I'm not sure if this is the right place to post this, so feel free to move this or delete it.

I'm working on this application and I've run into a little roadblock. I noticed that as I play higher notes on my guitar, the sound intensity decreases (like the difference between a low E and a high E string). I noticed this before when I was learning that it would be harder to tune higher notes just because they're harder to hear.

Is there a name for this occurrence and is there some formula that I could use to normalize this, like a function where I can input a frequency and multiply the result by the intensity?

  • How does the application relate to what you're doing on the guitar? Might be relevant. Also note that lower frequencies naturally have less power and therefore tend to be quieter, but this is partly countered by using larger instruments, heavier strings, etc for the bass parts. Thus there won't be a simple, single formula to predict it on a guitar. Apr 30, 2014 at 5:24
  • Define "harder to hear". Maybe you have a high-frequency hearing loss? Or do you mean it's harder (for you) to "sense" the frequency in high ranges? Apr 30, 2014 at 11:48

3 Answers 3


This is actually completely normal. In orchestration, we call it a dynamic response envelope which illustrates the dynamic responsiveness of instruments throughout their registers. Composers, orchestrators, and arrangers all must have knowledge of these envelopes in order to effectively balance textures.

Normalizing dynamic response for all register seems enticing, but it makes the sound less realistic, and people become accustomed to listening to music / sounds that do not contain nuance or subtleties (one of the many current issues that pervade the contemporary popular musical landscape). Therefore, I would caution against it. Instead, I would recommend finding a guitar that naturally contains the response you are looking for (a better dynamic response envelope) that will give a clearer, more authentic overall picture of the guitar sound.

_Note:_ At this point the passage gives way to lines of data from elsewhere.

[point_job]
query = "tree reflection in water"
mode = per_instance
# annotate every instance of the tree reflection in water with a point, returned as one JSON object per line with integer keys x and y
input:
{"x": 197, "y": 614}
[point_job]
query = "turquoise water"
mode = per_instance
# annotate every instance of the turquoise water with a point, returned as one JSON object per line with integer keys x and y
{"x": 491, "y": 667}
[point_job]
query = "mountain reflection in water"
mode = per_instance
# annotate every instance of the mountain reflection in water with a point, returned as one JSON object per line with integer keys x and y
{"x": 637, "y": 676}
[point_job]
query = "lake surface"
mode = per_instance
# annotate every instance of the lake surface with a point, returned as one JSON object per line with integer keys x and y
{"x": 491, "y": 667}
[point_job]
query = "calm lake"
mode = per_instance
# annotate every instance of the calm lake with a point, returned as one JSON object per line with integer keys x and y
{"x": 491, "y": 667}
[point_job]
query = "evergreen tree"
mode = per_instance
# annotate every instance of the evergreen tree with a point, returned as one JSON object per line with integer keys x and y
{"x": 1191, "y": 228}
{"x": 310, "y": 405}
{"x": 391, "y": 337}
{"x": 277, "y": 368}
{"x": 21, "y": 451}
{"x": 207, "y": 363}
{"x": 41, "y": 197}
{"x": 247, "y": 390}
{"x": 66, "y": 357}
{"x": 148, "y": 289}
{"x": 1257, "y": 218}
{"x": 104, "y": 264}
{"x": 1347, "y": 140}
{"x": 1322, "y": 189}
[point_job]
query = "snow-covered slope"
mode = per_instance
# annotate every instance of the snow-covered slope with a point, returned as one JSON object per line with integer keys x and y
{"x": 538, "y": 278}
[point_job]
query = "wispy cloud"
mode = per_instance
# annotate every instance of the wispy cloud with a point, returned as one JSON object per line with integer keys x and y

Yes, dynamic envelopes are generally the same for each type of instrument, however, better quality instruments can allow for more control and the extreme ends of the ranges.

  • 1
    This so-called 60 song mashup demonstrates pretty effectively how this lack of nuance and subtlety pervades the popular musical landscape. They all sound like one song! You'll notice that there is pretty much no dynamic variation at all; if there were, the songs wouldn't blend so seamlessly.
    – BobRodes
    Apr 30, 2014 at 21:45

A place to start with theoretically modelling the decay of a note is with a damped harmonic oscillator. The key point is that, in a linear model, the oscillator, i.e. the string, looses a fixed fraction of its energy per cycle; higher notes => shorter cycle => less time for the note to decay. In this model, the amplitude of the note should decay like exp(- K*f*t) where K is a dimensionless constant (proportional to the zeta in the wikipedia article), f is the frequency and t is the time.

For a real instrument, there are various factors that will affect this, these include:

  • the differences between the different strings, which amount to each string having a different dimensionless decay constant,
  • the differing impact of fretting a given string at different locations, different frets induce different changes in the tension of the string, and affect the ratio of the length of the string to its diameter and thus influence how it vibrates.

If it were the light, the perceived loudness would be inversely proportional to the frequency, but also depending of the sound sensitivity curve of the human ear and any resonances in the body of the instrument.

The energy of the light particle (photon) is proportional to its frequency (colour), and human eye counts them by number.